MUJERES
CREYENTES
José Antonio Pagola
Después de recibir
la llamada de Dios, anunciándole que será madre del Mesías, María se pone en
camino sola. Empieza para ella una vida nueva, al servicio de su Hijo Jesús.
Marcha "aprisa", con decisión. Siente necesidad de compartir
su alegría con su prima Isabel y de ponerse cuanto antes a su servicio en los
últimos meses de embarazo.
El encuentro de
las dos madres es una escena insólita. No están presentes los varones. Solo dos
mujeres sencillas, sin ningún título ni relevancia en la religión judía. María,
que lleva consigo a todas partes a Jesús, e Isabel que, llena del espíritu
profético, se atreve a bendecir a su prima sin ser sacerdote.
María entra en
casa de Zacarías, pero no se dirige a él. Va directamente a saludar a Isabel.

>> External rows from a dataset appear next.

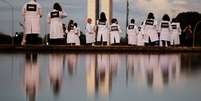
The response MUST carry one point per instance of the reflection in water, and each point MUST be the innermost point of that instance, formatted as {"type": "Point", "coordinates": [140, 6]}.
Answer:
{"type": "Point", "coordinates": [72, 63]}
{"type": "Point", "coordinates": [100, 70]}
{"type": "Point", "coordinates": [56, 69]}
{"type": "Point", "coordinates": [31, 76]}
{"type": "Point", "coordinates": [154, 70]}
{"type": "Point", "coordinates": [106, 76]}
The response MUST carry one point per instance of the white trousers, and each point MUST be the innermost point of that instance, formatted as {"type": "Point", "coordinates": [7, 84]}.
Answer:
{"type": "Point", "coordinates": [114, 38]}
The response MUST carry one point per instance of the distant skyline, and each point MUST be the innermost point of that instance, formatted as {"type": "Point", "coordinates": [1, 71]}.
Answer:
{"type": "Point", "coordinates": [77, 10]}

Nada sabemos del contenido de su saludo. Solo que aquel saludo llena la casa de
una alegría desbordante. Es la alegría que vive María desde que escuchó el
saludo del Ángel: "Alégrate,
llena de gracia".
Isabel no puede
contener su sorpresa y su alegría. En cuanto oye el saludo de María, siente los
movimientos de la criatura que lleva en su seno y los interpreta
maternalmente como "saltos de alegría". Enseguida, bendice a María "a voz en
grito" diciendo: "Bendita
tú entre las mujeres y bendito el fruto de tu vientre".
En ningún momento
llama a María por su nombre. La contempla totalmente identificada con su
misión: es la madre de su Señor. La ve como una mujer creyente en la que se
irán cumpliendo los designios de Dios: "Dichosa
porque has creído".
Lo que más le
sorprende es la actuación de María. No ha venido a mostrar su dignidad de madre
del Mesías. No está allí para ser servida sino para servir. Isabel no sale de
su asombro. "¿Quién soy yo para
que me visite la madre de mi Señor?".
Son bastantes las
mujeres que no viven con paz en el interior de la Iglesia. En algunas crece el
desafecto y el malestar. Sufren al ver que, a pesar de ser las primeras
colaboradoras en muchos campos, apenas se cuenta con ellas para pensar, decidir
e impulsar la marcha de la Iglesia. Esta situación nos está haciendo daño a
todos.
El peso de una
historia multisecular, controlada y dominada por el varón, nos impide tomar
conciencia del empobrecimiento que significa para la Iglesia prescindir de una
presencia más eficaz de la mujer. Nosotros no las escuchamos, pero Dios puede
suscitar mujeres creyentes, llenas de espíritu profético, que nos contagien
alegría y den a la Iglesia un rostro más humano. Serán una bendición. Nos
enseñarán a seguir a Jesús con más pasión y fidelidad.